In dieses Forum kommen Themen über Unitymedia hinein, die nicht in andere Foren passen.

Vorzeitige Kündigung wegen Vertragsbruch?

Beitragvon lejomu » 02.12.2007, 16:30

Ich habe Ende September bei Unitymedia das 3Play-Angebot bestellt. Leider bin ich total enttäuscht: Mit wurden zwei kostenfreie Monate versprochen, aber dennoch wurden die ersten zwei Monate voll abgerechnet. Meine Widersprüche gegen die Rechnungen sind seit über einem Monat unbeantwortet.

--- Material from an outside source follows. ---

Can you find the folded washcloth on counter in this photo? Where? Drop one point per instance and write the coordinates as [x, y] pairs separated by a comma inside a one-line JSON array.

Was aber noch viel schlimmer ist, sie kriegen die Nummernportierung von meinen alten Arcor-Anschluss nicht hin. Das heißt ich habe (und bezahle) jetzt schon seit 1,5 Monate zwei Anschlüsse parallel. Arcor hat mir auf Anfrage mitgeteilt, dass Ihnen von Unitymedia immer noch kein Antrag zur Übertragung der vorliegt.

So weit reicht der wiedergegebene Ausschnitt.